Repeat until confident or all paths exhausted.


Atoms

Each atom is a minimal unit:

{id, type, content, depends_on[], confidence, verified}
TypePurposeStarting Confidence
premiseGiven facts1.0
reasoningLogical inferenceInherited from parents
hypothesisClaim to testMax 0.7 until verified
verificationTest resultBased on test outcome
conclusionFinal answerPropagated from chain

Confidence propagates: A child can't be more confident than its least-confident parent.


Confidence (Honest Caveat)

These numbers are heuristic, not calibrated probabilities.

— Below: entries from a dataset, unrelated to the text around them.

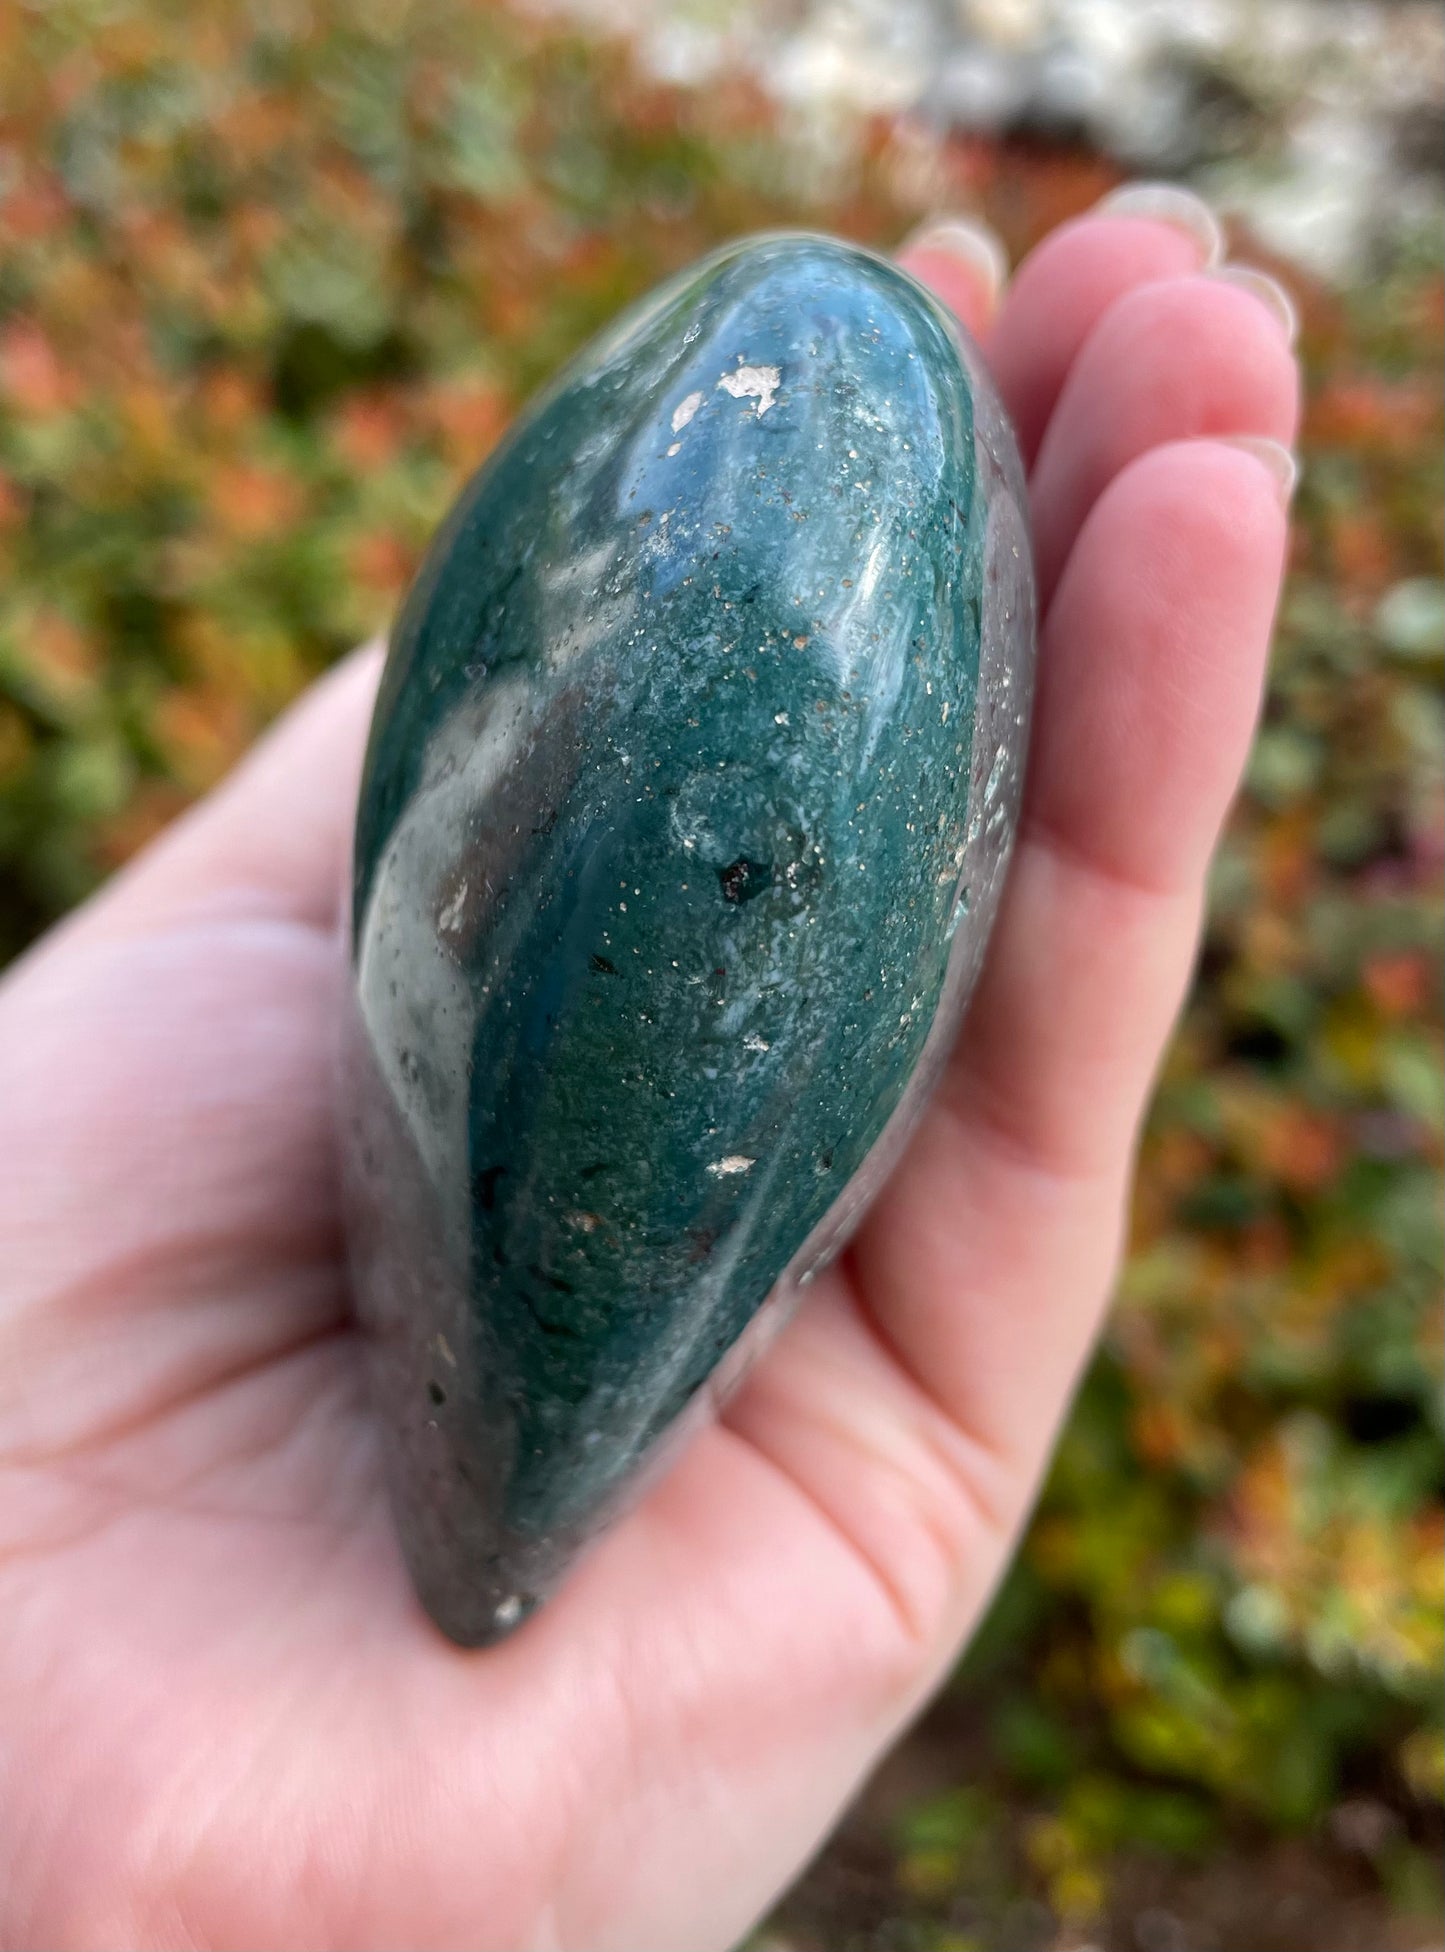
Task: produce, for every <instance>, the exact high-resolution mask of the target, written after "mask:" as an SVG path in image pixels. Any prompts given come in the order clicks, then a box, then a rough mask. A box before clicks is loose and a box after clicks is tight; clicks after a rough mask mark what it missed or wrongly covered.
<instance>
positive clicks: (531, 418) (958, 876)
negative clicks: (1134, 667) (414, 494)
mask: <svg viewBox="0 0 1445 1952" xmlns="http://www.w3.org/2000/svg"><path fill="white" fill-rule="evenodd" d="M1021 508H1023V488H1021V478H1019V470H1017V461H1015V455H1013V443H1012V435H1010V433H1008V429H1006V426H1004V420H1002V414H1000V410H998V406H996V402H994V396H992V390H990V388H988V383H986V381H984V379H982V375H980V371H978V367H976V361H974V353H972V351H970V349H969V347H967V346H963V344H961V340H959V336H957V328H955V326H953V324H951V322H949V320H947V318H945V316H943V314H941V310H939V308H937V306H935V305H933V301H931V299H929V297H928V295H926V293H924V291H922V289H920V287H918V285H916V283H914V281H912V279H908V277H906V275H904V273H900V271H898V269H896V267H892V265H888V264H885V262H881V260H877V258H873V256H871V254H867V252H861V250H855V248H851V246H844V244H838V242H830V240H824V238H806V236H775V238H762V240H754V242H750V244H742V246H734V248H730V250H724V252H721V254H719V256H715V258H711V260H707V262H703V264H701V265H697V267H693V269H691V271H687V273H683V275H681V277H678V279H676V281H674V283H672V285H668V287H666V289H664V291H660V293H656V295H654V297H652V299H650V301H648V303H644V305H642V306H639V308H637V310H633V312H631V314H629V316H627V318H623V320H621V324H619V326H617V328H613V330H611V332H609V334H607V336H605V338H603V340H599V342H598V344H594V346H592V347H590V349H588V351H586V353H584V355H582V357H580V359H578V361H574V365H572V367H570V369H568V371H566V373H564V375H562V377H560V381H558V383H557V385H555V386H553V388H551V390H549V392H547V394H545V396H543V398H541V400H539V402H537V404H535V406H533V408H531V410H529V412H527V416H525V418H523V420H521V424H519V426H517V427H516V429H514V433H512V437H510V439H508V441H506V445H504V447H502V449H500V453H498V455H496V457H494V459H492V461H490V463H488V467H486V468H484V470H482V472H480V474H478V476H476V478H475V480H473V484H471V486H469V490H467V494H465V496H463V500H461V504H459V506H457V509H455V511H453V515H451V519H449V521H447V525H445V529H443V533H441V535H439V537H437V543H435V547H433V549H432V554H430V558H428V562H426V566H424V570H422V574H420V578H418V582H416V588H414V590H412V593H410V599H408V603H406V609H404V613H402V617H400V621H398V625H396V632H394V640H392V650H391V660H389V666H387V673H385V679H383V691H381V701H379V705H377V716H375V726H373V734H371V748H369V753H367V769H365V781H363V791H361V808H359V818H357V839H355V890H353V976H355V982H353V1009H351V1019H350V1025H348V1048H346V1068H344V1091H346V1130H344V1148H346V1179H348V1208H350V1236H351V1257H353V1275H355V1294H357V1308H359V1316H361V1322H363V1325H365V1327H367V1331H369V1341H371V1349H373V1380H375V1392H377V1403H379V1411H381V1417H383V1423H385V1431H387V1443H389V1464H391V1482H392V1493H394V1503H396V1511H398V1521H400V1530H402V1540H404V1548H406V1556H408V1562H410V1566H412V1573H414V1577H416V1583H418V1591H420V1593H422V1599H424V1603H426V1606H428V1608H430V1610H432V1614H433V1618H435V1620H437V1622H439V1626H441V1628H443V1630H445V1632H447V1634H451V1636H453V1638H457V1640H461V1642H484V1640H490V1638H496V1636H498V1634H502V1632H506V1630H510V1628H512V1626H516V1622H517V1620H519V1618H521V1616H523V1614H525V1612H527V1610H529V1608H531V1606H533V1605H535V1603H537V1599H539V1597H545V1593H547V1591H549V1589H551V1587H553V1585H555V1583H557V1579H558V1577H560V1573H562V1571H564V1567H566V1564H568V1560H570V1558H572V1556H574V1554H576V1550H578V1546H580V1544H582V1542H586V1538H588V1536H590V1534H592V1532H596V1528H598V1526H599V1525H601V1523H603V1521H605V1519H607V1515H609V1513H611V1511H615V1509H617V1505H619V1503H621V1501H625V1497H627V1495H629V1493H631V1491H635V1487H637V1484H639V1474H640V1472H642V1468H644V1466H646V1462H648V1460H650V1458H654V1456H656V1454H658V1446H660V1443H662V1439H664V1437H666V1435H668V1433H670V1431H676V1429H678V1427H680V1419H681V1415H683V1411H685V1409H687V1407H689V1405H699V1403H705V1402H709V1398H711V1396H713V1394H715V1392H717V1388H719V1380H721V1378H726V1376H730V1374H732V1372H736V1368H738V1366H740V1353H742V1349H746V1347H748V1345H752V1343H756V1329H754V1335H752V1337H746V1341H744V1331H746V1329H748V1325H750V1323H754V1322H756V1320H758V1318H760V1310H762V1304H764V1302H765V1300H767V1296H769V1294H773V1296H775V1300H777V1304H779V1306H781V1304H785V1302H787V1298H789V1296H791V1294H793V1292H795V1288H797V1284H799V1282H803V1281H806V1279H808V1275H810V1271H812V1269H814V1267H816V1265H820V1263H822V1261H824V1259H826V1257H828V1255H830V1253H832V1251H836V1247H838V1245H840V1243H842V1240H844V1238H846V1234H847V1230H849V1226H851V1224H853V1220H855V1218H857V1214H859V1212H861V1206H863V1204H865V1200H867V1197H869V1195H871V1193H873V1191H875V1187H877V1183H879V1181H881V1177H883V1175H885V1171H887V1167H888V1163H890V1161H892V1158H894V1156H896V1150H898V1146H900V1142H902V1136H904V1134H906V1126H908V1122H910V1118H912V1113H914V1111H916V1109H918V1105H920V1101H922V1093H924V1089H926V1085H928V1081H929V1078H931V1072H933V1068H935V1062H937V1056H939V1052H941V1050H943V1048H945V1044H947V1037H949V1035H951V1029H953V1025H955V1023H957V1013H959V1007H961V1003H963V999H965V996H967V990H969V986H970V982H972V976H974V972H976V966H978V958H980V953H982V945H984V939H986V933H988V925H990V921H992V914H994V906H996V896H998V884H1000V876H1002V867H1004V859H1006V853H1008V843H1010V835H1012V826H1013V814H1015V806H1017V794H1019V765H1021V753H1023V736H1025V718H1027V695H1029V677H1031V658H1033V595H1031V574H1029V549H1027V535H1025V525H1023V515H1021ZM767 1314H769V1316H775V1314H777V1308H773V1310H767Z"/></svg>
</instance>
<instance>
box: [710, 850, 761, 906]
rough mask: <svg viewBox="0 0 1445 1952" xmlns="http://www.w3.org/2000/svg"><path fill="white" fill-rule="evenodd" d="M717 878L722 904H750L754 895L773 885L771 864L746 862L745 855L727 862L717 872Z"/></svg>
mask: <svg viewBox="0 0 1445 1952" xmlns="http://www.w3.org/2000/svg"><path fill="white" fill-rule="evenodd" d="M717 878H719V882H721V884H722V900H724V902H734V904H742V902H752V898H754V896H756V894H762V892H764V888H771V884H773V863H771V861H748V857H746V855H738V859H736V861H728V865H726V867H721V869H719V871H717Z"/></svg>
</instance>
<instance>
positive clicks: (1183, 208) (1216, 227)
mask: <svg viewBox="0 0 1445 1952" xmlns="http://www.w3.org/2000/svg"><path fill="white" fill-rule="evenodd" d="M1095 209H1099V211H1111V213H1113V215H1115V217H1144V219H1148V223H1154V224H1174V228H1176V230H1183V234H1185V236H1187V238H1193V242H1195V244H1197V248H1199V264H1201V269H1209V265H1215V264H1218V260H1220V258H1222V256H1224V232H1222V230H1220V228H1218V219H1217V217H1215V213H1213V211H1211V209H1209V205H1207V203H1205V199H1203V197H1197V195H1195V193H1193V189H1181V187H1179V185H1177V183H1121V185H1119V189H1111V191H1109V195H1107V197H1101V199H1099V203H1097V205H1095Z"/></svg>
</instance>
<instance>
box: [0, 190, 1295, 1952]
mask: <svg viewBox="0 0 1445 1952" xmlns="http://www.w3.org/2000/svg"><path fill="white" fill-rule="evenodd" d="M1207 256H1209V254H1207V238H1205V236H1203V234H1199V236H1191V234H1189V228H1187V226H1181V224H1179V223H1166V221H1162V219H1160V217H1158V215H1156V213H1150V209H1148V205H1140V203H1135V205H1133V207H1129V205H1117V207H1107V205H1105V207H1101V209H1099V211H1097V213H1094V215H1092V217H1088V219H1084V221H1078V223H1072V224H1066V226H1064V228H1060V230H1056V232H1054V234H1053V236H1051V238H1049V240H1045V244H1043V246H1041V248H1039V250H1037V252H1035V254H1033V258H1031V260H1029V262H1027V264H1025V265H1023V267H1021V271H1019V275H1017V279H1015V283H1013V287H1012V291H1010V293H1008V295H1006V297H1004V299H1002V301H996V297H994V295H992V293H990V289H988V283H990V281H988V279H986V277H984V275H982V269H980V264H978V260H976V256H974V258H969V256H961V254H959V252H957V250H951V248H949V240H947V234H939V236H937V238H935V240H933V242H920V244H916V246H914V248H912V252H908V254H906V262H908V264H910V265H912V267H914V269H916V271H918V273H920V275H922V277H926V279H928V281H929V283H933V287H935V289H937V291H939V293H941V295H943V297H945V299H947V301H949V303H953V305H955V306H957V308H959V312H961V314H963V316H965V318H967V320H969V322H970V324H972V326H974V330H976V332H978V334H980V338H982V342H984V347H986V351H988V357H990V363H992V365H994V369H996V373H998V379H1000V385H1002V390H1004V394H1006V400H1008V404H1010V408H1012V412H1013V416H1015V424H1017V427H1019V437H1021V443H1023V449H1025V459H1027V461H1029V467H1031V492H1033V504H1035V529H1037V545H1039V574H1041V599H1043V605H1045V609H1043V617H1045V623H1043V638H1041V679H1039V699H1037V714H1035V736H1033V753H1031V775H1029V787H1027V802H1025V814H1023V826H1021V835H1019V847H1017V855H1015V867H1013V874H1012V882H1010V888H1008V896H1006V902H1004V912H1002V917H1000V923H998V933H996V937H994V943H992V949H990V958H988V966H986V972H984V980H982V984H980V990H978V994H976V999H974V1007H972V1013H970V1017H969V1021H967V1027H965V1033H963V1038H961V1042H959V1048H957V1054H955V1058H953V1064H951V1070H949V1074H947V1079H945V1085H943V1089H941V1091H939V1097H937V1101H935V1103H933V1107H931V1111H929V1113H928V1117H926V1120H924V1124H922V1126H920V1130H918V1136H916V1140H914V1144H912V1150H910V1154H908V1158H906V1161H904V1165H902V1167H900V1171H898V1173H896V1175H894V1179H892V1181H890V1185H888V1187H887V1191H885V1195H883V1199H881V1200H879V1204H877V1206H875V1210H873V1214H871V1218H869V1222H867V1226H865V1230H863V1234H861V1236H859V1238H857V1241H855V1245H853V1249H851V1253H849V1255H847V1259H846V1261H844V1263H840V1265H838V1267H836V1269H834V1271H832V1273H830V1275H828V1277H824V1279H822V1281H820V1282H818V1284H816V1288H814V1292H812V1298H810V1300H808V1306H806V1308H805V1310H803V1314H801V1316H799V1318H797V1322H795V1323H793V1325H791V1329H789V1331H787V1333H785V1335H783V1339H781V1341H779V1343H777V1345H775V1347H773V1349H771V1351H769V1355H767V1357H765V1359H764V1361H762V1364H760V1366H758V1368H756V1370H754V1372H752V1376H750V1378H748V1382H746V1386H744V1390H742V1394H740V1396H736V1398H734V1402H732V1403H730V1407H728V1411H726V1415H724V1419H722V1421H721V1423H719V1425H715V1427H711V1429H707V1431H705V1433H703V1435H699V1437H697V1439H695V1441H693V1443H691V1444H689V1448H687V1450H685V1454H683V1456H681V1458H680V1462H678V1464H676V1466H674V1468H672V1472H670V1474H668V1478H666V1480H664V1482H662V1484H660V1485H658V1487H656V1489H654V1491H652V1493H650V1497H648V1499H646V1503H644V1505H642V1507H640V1509H639V1511H637V1513H635V1515H633V1517H631V1519H629V1521H627V1523H623V1525H621V1526H617V1530H615V1532H611V1534H609V1536H607V1538H605V1540H603V1544H601V1546H599V1548H598V1550H596V1552H594V1554H592V1556H590V1558H588V1560H586V1562H584V1564H582V1567H580V1569H578V1571H576V1575H574V1577H572V1581H570V1583H568V1585H566V1587H564V1591H562V1593H560V1595H558V1597H557V1601H555V1603H553V1605H551V1606H549V1608H545V1612H543V1614H541V1616H539V1618H537V1620H535V1622H531V1624H529V1626H527V1628H525V1630H523V1632H521V1634H517V1636H516V1638H514V1640H512V1642H508V1644H504V1646H500V1647H494V1649H488V1651H482V1653H465V1651H459V1649H457V1647H453V1646H449V1644H447V1642H445V1640H443V1638H441V1636H439V1634H437V1632H435V1628H433V1626H432V1624H430V1622H428V1618H426V1616H424V1614H422V1610H420V1606H418V1605H416V1601H414V1597H412V1593H410V1587H408V1583H406V1575H404V1571H402V1564H400V1556H398V1550H396V1544H394V1540H392V1532H391V1525H389V1513H387V1505H385V1499H383V1491H381V1484H379V1468H377V1444H375V1433H373V1429H371V1421H369V1411H367V1403H365V1398H363V1392H361V1378H359V1361H357V1347H355V1337H353V1331H351V1329H350V1325H348V1296H346V1284H344V1275H342V1263H340V1241H338V1214H336V1191H334V1165H332V1130H330V1072H332V1035H334V1029H332V1027H334V1021H336V1013H338V986H340V984H342V980H344V956H342V951H340V941H338V933H336V910H338V892H340V886H342V874H344V855H346V841H348V826H350V814H351V804H353V793H355V779H357V769H359V753H361V742H363V736H365V720H367V712H369V703H371V693H373V685H375V675H377V658H375V654H361V656H359V658H355V660H351V662H350V664H348V666H346V668H342V671H338V673H334V675H332V677H330V679H328V681H326V683H322V685H318V687H316V691H314V693H312V695H310V697H309V699H307V701H303V705H301V707H299V709H297V711H295V712H293V714H291V716H289V718H287V720H285V722H283V724H281V726H279V728H277V730H275V732H273V734H271V736H269V738H268V740H266V742H264V744H262V746H260V750H258V752H256V753H254V755H252V757H250V759H248V763H246V765H244V767H242V769H240V771H238V773H236V775H234V779H232V781H230V783H228V785H227V787H225V789H223V791H221V793H217V794H215V796H213V798H211V800H209V802H205V804H203V806H201V808H197V810H195V812H193V814H191V816H189V818H187V820H184V822H180V824H178V828H174V830H172V834H170V835H168V837H166V839H164V841H162V843H160V845H156V847H152V849H150V851H148V853H146V855H145V857H143V859H141V861H137V863H135V865H133V867H131V871H129V873H125V874H123V876H119V878H117V880H115V882H113V884H111V888H109V890H107V892H105V894H103V896H102V898H100V900H96V902H92V904H90V906H88V908H84V910H82V912H80V914H76V915H74V917H72V919H70V921H68V923H66V925H64V927H61V929H57V931H55V933H53V935H51V937H49V939H47V941H43V943H41V945H39V949H37V951H33V953H31V955H29V956H27V958H25V960H23V962H21V964H20V966H18V968H16V970H12V974H10V976H8V978H6V982H4V984H0V1944H4V1946H96V1948H135V1946H158V1948H170V1946H178V1948H180V1946H250V1948H258V1946H281V1948H303V1946H346V1948H351V1946H355V1948H361V1946H410V1948H428V1952H432V1948H437V1952H439V1948H449V1946H473V1948H475V1946H484V1948H494V1952H521V1948H588V1952H592V1948H609V1946H615V1948H619V1952H621V1948H625V1952H640V1948H644V1946H658V1948H672V1952H678V1948H681V1946H685V1948H703V1946H726V1944H728V1942H732V1940H734V1938H736V1934H738V1932H740V1931H742V1929H744V1927H746V1925H748V1923H750V1921H752V1919H754V1917H756V1915H758V1913H760V1911H762V1909H764V1907H765V1905H767V1901H769V1899H771V1897H773V1895H775V1891H777V1890H779V1886H783V1884H785V1882H787V1878H789V1876H793V1874H795V1872H797V1868H799V1864H801V1862H803V1858H805V1856H806V1852H808V1850H810V1849H812V1847H814V1845H816V1841H818V1837H820V1835H822V1833H824V1831H826V1827H828V1823H830V1821H832V1819H834V1815H836V1811H838V1810H840V1806H842V1804H844V1800H846V1798H847V1796H849V1792H851V1790H853V1788H855V1784H857V1782H859V1778H861V1774H863V1772H865V1770H867V1767H869V1765H871V1763H873V1759H875V1757H877V1755H879V1751H881V1749H883V1747H885V1745H887V1743H888V1739H890V1737H892V1735H894V1733H896V1729H898V1728H900V1726H902V1722H904V1720H906V1718H908V1716H910V1714H912V1712H914V1710H916V1708H918V1706H920V1702H922V1700H924V1698H926V1694H928V1690H929V1688H931V1687H933V1685H935V1683H937V1681H939V1677H941V1675H943V1673H945V1669H947V1665H949V1663H951V1659H953V1657H955V1653H957V1647H959V1644H961V1640H963V1636H965V1634H967V1630H969V1628H970V1624H972V1622H974V1620H976V1616H978V1612H980V1608H982V1605H984V1601H986V1597H988V1591H990V1587H992V1583H994V1579H996V1577H998V1573H1000V1567H1002V1564H1004V1560H1006V1556H1008V1550H1010V1542H1012V1538H1013V1534H1015V1528H1017V1525H1019V1523H1021V1517H1023V1513H1025V1511H1027V1505H1029V1499H1031V1493H1033V1487H1035V1482H1037V1476H1039V1472H1041V1468H1043V1462H1045V1458H1047V1450H1049V1444H1051V1441H1053V1433H1054V1427H1056V1423H1058V1417H1060V1413H1062V1407H1064V1403H1066V1398H1068V1392H1070V1386H1072V1382H1074V1376H1076V1370H1078V1364H1080V1361H1082V1357H1084V1353H1086V1349H1088V1343H1090V1337H1092V1333H1094V1327H1095V1322H1097V1316H1099V1310H1101V1306H1103V1300H1105V1296H1107V1290H1109V1281H1111V1271H1113V1261H1115V1251H1117V1240H1119V1230H1121V1216H1123V1210H1125V1197H1127V1187H1129V1171H1131V1150H1133V1136H1135V1126H1136V1120H1138V1115H1140V1107H1142V1103H1144V1097H1146V1091H1148V1083H1150V1076H1152V1070H1154V1064H1156V1060H1158V1054H1160V1048H1162V1042H1164V1038H1166V1035H1168V1029H1170V1023H1172V1017H1174V1013H1176V1009H1177V1003H1179V997H1181V992H1183V986H1185V980H1187V972H1189V962H1191V955H1193V945H1195V933H1197V923H1199V910H1201V890H1203V874H1205V867H1207V859H1209V851H1211V845H1213V841H1215V835H1217V830H1218V822H1220V818H1222V812H1224V808H1226V802H1228V798H1230V793H1232V787H1234V781H1236V775H1238V769H1240V763H1242V757H1244V750H1246V744H1248V738H1250V726H1252V720H1254V711H1256V701H1258V689H1259V675H1261V668H1263V654H1265V644H1267V634H1269V621H1271V613H1273V603H1275V595H1277V584H1279V572H1281V560H1283V541H1285V509H1283V504H1285V500H1287V480H1285V463H1287V457H1285V455H1283V451H1281V449H1279V447H1275V445H1273V443H1287V441H1289V439H1291V437H1293V429H1295V412H1297V379H1295V367H1293V357H1291V351H1289V336H1287V332H1285V330H1283V328H1281V320H1279V318H1277V316H1273V310H1271V306H1269V303H1261V299H1259V291H1258V289H1250V283H1248V277H1246V279H1242V281H1240V279H1234V277H1230V275H1218V273H1211V271H1209V267H1207Z"/></svg>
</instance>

They're useful for tracking relative certainty, not for actual risk assessment.

ThresholdMeaning
> 0.85Confident enough to conclude
0.6 - 0.85Needs more verification
< 0.6Decompose further or backtrack
< 0.5Backtrack - this path isn't working

Verification adjusts confidence:

  • Confirmed -> maintain or slight boost
  • Partial -> reduce ~15%
  • Refuted -> major reduction, likely backtrack

Modes

Depth:

  • --light - Fast: max 3 levels, 0.70 confidence threshold
  • (default) - Standard: max 5 levels, 0.85 threshold
  • --deep - Exhaustive: max 7 levels, 0.90 threshold

Domain (adjusts verification style):

  • --math - Arithmetic checks, proof validation, boundary tests
  • --code - Type checking, invariant verification, test generation
  • --security - Threat modeling, attack surface, adversarial thinking
  • --design - Tradeoff analysis, constraint satisfaction, feasibility

Output

ANSWER: {result}
CONFIDENCE: {0.0-1.0} - {why}

KEY CHAIN: P1 -> R1 -> H1 -> V1 -> C1

ATOMS:
| id | type | content | conf | verified |
|----|------|---------|------|----------|
| P1 | premise | Given: ... | 1.0 | Y |
| R1 | reasoning | Therefore: ... | 0.95 | Y |
| ... | ... | ... | ... | ... |

RISKS: {what could change this}

Add --verbose for full trace, --quiet for just the answer.


Execution Guide

Phase 0: Setup

  1. Restate the problem in one sentence
  2. Extract premises as atoms (given facts = 1.0, assumptions = 0.6)
  3. Sketch approaches: Direct solve? Decompose? Reframe? Pick best.

Phase 1+: Iterate

  1. Atomicity gate: Can you answer from verified atoms? Yes -> solve. No -> decompose.
  2. Decompose: Build dependency tree of atomic subquestions
  3. Solve + Verify: Leaves first, propagate up. Every hypothesis needs verification.
  4. Contract: Summarize in <=2 sentences. Drop everything else.
  5. Evaluate:
    • Confident? -> Terminate
    • Uncertain but viable? -> Continue
    • Low confidence? -> Backtrack, try alternative

Backtracking

When a path yields confidence < 0.5 after verification:

  1. Prune that branch
  2. Restore to last contracted state
  3. Try alternative from initial sketch

Examples

# Complex debugging
/atomise "Why does this function return null on the second call?" --code

# Security review
/atomise "Is this authentication flow vulnerable to session fixation?" --security

# Architecture decision
/atomise "Should we use event sourcing for this domain?" --deep --design

# Quick decision (light mode)
/atomise "Redis vs Memcached for this cache layer?" --light

Anti-Patterns

BAD:  /atomise "What's 2+2?"           -> Just answer it
BAD:  /atomise "Rewrite this function" -> That's implementation, not reasoning
BAD:  Forcing conclusion despite low confidence -> Let it backtrack
GOOD: /atomise for genuine uncertainty requiring structured decomposition

Remember

  1. Atomic = minimal. 1-2 sentences per atom.
  2. Verify everything. Hypotheses need tests.
  3. Contract aggressively. Keep only what's needed for next step.
  4. Backtrack freely. Low confidence means try another path.
  5. Confidence is heuristic. Useful for structure, not actual probabilities.